Of course, the problems aren't wholly of management's making, as the industry reels from the impact of the recession. That factor alone accounts for why rivals Office Depot (ODP -1.24%) and OfficeMax (NYSE: OMX) are forced to seek solace in a merger that is still pending completion. I've argued before that the industry and Staples would have been better off had the Justice Department not quashed its attempt to acquire Office Depot a few years back, but regulatory hubris supplanted marketplace reality so that we ended up with three damaged businesses spread too thin instead of two healthy rivals.

The trio now are doing what they can to right-size, closing down hundreds of stores (and they will likely close down hundreds more when the Depot/Max merger goes through), and Staples acquisition of Lonesource shows management is thinking about its future.

While the tiny company nominally provides paper and pens just as Staples does, it seems its real forte is in providing businesses with all sorts of back-of-store stuff like janitorial supplies and, yes, breakroom needs. It also comes with an business oriented e-commerce platform that could help it offset the inroads Amazon.com is making on its operations.

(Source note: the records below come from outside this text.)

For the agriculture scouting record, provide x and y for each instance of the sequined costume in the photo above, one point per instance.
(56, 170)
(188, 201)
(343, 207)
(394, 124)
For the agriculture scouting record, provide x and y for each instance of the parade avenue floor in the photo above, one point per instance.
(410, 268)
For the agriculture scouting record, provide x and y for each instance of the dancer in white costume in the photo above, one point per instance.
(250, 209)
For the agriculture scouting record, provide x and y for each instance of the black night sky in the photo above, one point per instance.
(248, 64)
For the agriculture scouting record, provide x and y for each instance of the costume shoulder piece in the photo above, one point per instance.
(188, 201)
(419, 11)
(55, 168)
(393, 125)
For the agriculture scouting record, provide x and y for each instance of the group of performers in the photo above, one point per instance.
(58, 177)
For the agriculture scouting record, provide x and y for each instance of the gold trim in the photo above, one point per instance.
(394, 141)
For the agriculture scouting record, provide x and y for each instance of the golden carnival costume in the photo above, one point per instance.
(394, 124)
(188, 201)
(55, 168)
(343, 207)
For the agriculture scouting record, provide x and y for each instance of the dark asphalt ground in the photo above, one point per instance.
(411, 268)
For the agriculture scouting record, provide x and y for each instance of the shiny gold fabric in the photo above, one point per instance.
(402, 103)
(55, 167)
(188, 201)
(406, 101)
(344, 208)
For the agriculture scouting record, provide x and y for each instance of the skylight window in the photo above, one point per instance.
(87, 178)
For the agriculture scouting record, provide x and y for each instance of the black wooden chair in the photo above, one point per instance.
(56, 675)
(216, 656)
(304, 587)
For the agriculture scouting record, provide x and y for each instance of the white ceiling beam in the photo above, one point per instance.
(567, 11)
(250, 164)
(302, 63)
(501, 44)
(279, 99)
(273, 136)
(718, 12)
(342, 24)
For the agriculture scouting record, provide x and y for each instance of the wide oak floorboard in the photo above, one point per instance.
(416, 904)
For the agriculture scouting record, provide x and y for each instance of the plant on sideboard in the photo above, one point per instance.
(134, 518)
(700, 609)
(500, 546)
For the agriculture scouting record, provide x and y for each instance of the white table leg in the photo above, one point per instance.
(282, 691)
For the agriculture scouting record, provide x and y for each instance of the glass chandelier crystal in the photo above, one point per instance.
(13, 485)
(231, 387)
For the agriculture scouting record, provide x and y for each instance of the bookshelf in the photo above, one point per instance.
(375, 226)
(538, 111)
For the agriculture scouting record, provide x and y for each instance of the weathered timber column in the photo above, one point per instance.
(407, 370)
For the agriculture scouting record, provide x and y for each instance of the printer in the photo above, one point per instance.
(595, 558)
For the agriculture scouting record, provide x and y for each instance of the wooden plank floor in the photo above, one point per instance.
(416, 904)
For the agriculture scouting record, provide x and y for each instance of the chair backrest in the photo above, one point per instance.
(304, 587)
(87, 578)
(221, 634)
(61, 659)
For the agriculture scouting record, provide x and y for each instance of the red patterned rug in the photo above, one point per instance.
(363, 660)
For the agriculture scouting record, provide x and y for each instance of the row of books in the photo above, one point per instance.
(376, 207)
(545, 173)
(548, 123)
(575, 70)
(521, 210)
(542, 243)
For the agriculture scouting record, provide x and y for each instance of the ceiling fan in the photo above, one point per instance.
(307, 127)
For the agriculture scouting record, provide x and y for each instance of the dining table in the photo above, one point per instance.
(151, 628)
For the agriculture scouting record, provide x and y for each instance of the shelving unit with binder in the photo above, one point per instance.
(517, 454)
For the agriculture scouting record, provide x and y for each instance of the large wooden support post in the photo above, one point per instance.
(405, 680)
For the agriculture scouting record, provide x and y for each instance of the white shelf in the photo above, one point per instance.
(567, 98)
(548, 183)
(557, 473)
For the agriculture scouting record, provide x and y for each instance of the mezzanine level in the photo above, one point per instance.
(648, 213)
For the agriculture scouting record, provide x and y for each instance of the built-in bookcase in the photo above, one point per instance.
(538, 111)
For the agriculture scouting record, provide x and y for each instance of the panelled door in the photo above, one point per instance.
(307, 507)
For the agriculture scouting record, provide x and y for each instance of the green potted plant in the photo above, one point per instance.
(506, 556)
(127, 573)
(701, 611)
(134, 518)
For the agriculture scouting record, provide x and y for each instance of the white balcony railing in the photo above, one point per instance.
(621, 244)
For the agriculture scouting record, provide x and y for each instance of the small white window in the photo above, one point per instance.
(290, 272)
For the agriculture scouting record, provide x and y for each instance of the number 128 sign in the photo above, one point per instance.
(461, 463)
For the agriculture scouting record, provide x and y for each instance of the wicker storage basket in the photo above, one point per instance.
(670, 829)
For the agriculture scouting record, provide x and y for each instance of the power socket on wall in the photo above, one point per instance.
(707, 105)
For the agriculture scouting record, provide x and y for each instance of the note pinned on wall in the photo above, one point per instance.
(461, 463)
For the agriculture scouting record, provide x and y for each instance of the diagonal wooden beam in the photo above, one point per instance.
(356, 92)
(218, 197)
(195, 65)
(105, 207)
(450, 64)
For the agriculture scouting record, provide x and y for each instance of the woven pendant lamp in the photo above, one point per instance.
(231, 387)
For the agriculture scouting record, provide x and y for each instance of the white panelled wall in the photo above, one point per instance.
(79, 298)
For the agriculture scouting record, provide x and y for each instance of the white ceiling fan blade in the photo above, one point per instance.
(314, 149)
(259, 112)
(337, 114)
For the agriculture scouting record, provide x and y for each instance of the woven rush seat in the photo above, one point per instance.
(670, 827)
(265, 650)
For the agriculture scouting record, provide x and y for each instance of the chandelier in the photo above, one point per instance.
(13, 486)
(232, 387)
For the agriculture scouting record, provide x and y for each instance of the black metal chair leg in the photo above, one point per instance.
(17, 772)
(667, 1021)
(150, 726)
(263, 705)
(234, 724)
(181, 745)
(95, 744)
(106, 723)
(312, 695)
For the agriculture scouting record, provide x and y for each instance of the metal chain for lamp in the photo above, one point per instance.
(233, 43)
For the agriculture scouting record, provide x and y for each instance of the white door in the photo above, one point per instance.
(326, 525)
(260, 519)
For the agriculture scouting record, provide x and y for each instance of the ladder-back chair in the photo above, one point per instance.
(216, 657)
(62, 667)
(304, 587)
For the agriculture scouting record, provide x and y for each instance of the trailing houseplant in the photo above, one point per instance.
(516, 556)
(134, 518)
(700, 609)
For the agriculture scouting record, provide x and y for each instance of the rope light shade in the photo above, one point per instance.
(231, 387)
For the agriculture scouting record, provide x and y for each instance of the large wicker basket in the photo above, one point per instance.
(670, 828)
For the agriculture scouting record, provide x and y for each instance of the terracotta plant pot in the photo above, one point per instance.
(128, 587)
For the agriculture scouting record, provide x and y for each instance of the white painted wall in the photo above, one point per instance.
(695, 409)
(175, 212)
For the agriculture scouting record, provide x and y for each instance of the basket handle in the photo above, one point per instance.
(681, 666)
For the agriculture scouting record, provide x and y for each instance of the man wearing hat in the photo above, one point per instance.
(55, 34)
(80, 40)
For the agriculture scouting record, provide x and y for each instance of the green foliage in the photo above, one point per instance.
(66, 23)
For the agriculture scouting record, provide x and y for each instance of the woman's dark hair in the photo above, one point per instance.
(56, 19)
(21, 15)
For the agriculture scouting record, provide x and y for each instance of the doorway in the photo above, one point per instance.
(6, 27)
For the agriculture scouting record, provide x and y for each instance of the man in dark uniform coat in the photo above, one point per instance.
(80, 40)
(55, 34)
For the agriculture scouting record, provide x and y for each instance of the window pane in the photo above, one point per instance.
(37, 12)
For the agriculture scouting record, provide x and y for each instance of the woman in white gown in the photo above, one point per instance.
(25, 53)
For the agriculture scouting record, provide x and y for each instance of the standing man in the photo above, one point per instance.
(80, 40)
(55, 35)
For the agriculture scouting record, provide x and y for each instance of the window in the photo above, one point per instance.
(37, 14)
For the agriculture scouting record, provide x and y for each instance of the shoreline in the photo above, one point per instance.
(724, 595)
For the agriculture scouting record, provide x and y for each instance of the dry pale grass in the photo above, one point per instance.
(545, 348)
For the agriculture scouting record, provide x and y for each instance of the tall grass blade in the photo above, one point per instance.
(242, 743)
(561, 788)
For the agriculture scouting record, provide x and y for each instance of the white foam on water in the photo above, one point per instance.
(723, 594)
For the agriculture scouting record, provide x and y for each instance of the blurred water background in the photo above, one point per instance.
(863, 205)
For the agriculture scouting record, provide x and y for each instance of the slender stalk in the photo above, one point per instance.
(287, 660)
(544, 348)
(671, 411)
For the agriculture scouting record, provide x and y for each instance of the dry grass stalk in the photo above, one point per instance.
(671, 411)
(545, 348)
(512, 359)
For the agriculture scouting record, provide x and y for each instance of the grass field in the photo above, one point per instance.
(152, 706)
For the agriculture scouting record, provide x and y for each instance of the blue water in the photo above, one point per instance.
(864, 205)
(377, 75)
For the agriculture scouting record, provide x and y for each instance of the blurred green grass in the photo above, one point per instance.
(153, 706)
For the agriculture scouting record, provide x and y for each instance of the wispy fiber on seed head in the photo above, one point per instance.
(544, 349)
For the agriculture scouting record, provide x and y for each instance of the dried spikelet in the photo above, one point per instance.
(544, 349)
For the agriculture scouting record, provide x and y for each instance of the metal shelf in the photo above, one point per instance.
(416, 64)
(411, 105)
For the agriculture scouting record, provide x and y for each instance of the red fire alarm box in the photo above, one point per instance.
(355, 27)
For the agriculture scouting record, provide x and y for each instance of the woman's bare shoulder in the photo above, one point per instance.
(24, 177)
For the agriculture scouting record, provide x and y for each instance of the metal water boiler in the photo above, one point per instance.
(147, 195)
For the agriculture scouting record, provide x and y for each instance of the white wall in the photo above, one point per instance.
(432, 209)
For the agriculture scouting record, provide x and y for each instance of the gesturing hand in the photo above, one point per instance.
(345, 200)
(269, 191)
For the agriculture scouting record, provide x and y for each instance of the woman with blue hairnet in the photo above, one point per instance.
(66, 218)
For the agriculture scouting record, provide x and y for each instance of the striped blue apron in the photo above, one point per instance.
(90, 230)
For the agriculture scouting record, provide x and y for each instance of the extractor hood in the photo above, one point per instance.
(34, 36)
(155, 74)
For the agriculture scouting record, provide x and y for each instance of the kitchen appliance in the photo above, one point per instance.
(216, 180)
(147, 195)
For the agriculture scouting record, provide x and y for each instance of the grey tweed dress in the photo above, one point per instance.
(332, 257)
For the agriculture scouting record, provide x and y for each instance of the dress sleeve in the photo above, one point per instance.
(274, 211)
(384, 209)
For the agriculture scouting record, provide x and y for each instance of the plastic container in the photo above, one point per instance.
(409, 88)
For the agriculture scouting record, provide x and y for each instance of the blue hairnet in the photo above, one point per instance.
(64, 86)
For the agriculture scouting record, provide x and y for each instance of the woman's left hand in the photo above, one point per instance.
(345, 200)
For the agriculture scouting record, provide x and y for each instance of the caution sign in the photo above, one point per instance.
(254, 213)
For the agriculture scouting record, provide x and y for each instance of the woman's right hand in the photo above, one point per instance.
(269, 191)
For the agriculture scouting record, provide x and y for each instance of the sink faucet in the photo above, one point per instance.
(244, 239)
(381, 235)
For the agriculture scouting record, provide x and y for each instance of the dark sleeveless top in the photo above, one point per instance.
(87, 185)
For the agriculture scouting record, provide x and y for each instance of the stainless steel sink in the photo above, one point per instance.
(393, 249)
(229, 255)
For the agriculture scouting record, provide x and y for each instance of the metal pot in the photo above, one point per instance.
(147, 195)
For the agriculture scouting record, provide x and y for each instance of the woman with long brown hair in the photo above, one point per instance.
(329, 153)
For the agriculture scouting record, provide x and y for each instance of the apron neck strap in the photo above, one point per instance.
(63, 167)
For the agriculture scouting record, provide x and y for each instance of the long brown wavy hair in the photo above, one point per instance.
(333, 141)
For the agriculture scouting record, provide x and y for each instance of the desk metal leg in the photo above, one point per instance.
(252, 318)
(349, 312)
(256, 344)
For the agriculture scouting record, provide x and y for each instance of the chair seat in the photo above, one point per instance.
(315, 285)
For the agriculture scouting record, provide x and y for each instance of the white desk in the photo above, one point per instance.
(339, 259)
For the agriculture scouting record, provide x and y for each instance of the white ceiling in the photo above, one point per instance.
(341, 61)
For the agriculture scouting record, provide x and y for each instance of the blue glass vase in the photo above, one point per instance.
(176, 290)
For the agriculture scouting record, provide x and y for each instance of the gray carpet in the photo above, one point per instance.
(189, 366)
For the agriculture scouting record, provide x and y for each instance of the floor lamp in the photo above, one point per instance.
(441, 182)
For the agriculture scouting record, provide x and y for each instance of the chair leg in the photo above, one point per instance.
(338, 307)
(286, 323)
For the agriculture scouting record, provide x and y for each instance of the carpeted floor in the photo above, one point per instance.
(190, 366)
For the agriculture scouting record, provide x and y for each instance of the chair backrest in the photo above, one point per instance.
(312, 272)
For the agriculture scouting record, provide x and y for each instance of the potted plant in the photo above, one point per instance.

Staples has the second-biggest Internet presence behind Amazon in terms of SKUs offered, and last year reorganized its operations by putting the same person in charge of its stores and online business. Couple that with the delivery service Lonesource brings with it, and Staples complements the focus it has for its own delivery division, which goes hand-in-hand with e-commerce and which accounts for the majority of its annual sales.

Until this quarter's results were released, Staples had been on the road to recovery with its stock hitting new 52-week highs. Despite the hit it took -- shares are down 16% -- an economy clawing its way back, an industry that's been necessarily slimmed down, and a management team that's now playing to its strengths all suggest this will only be a temporary break for the office supply king.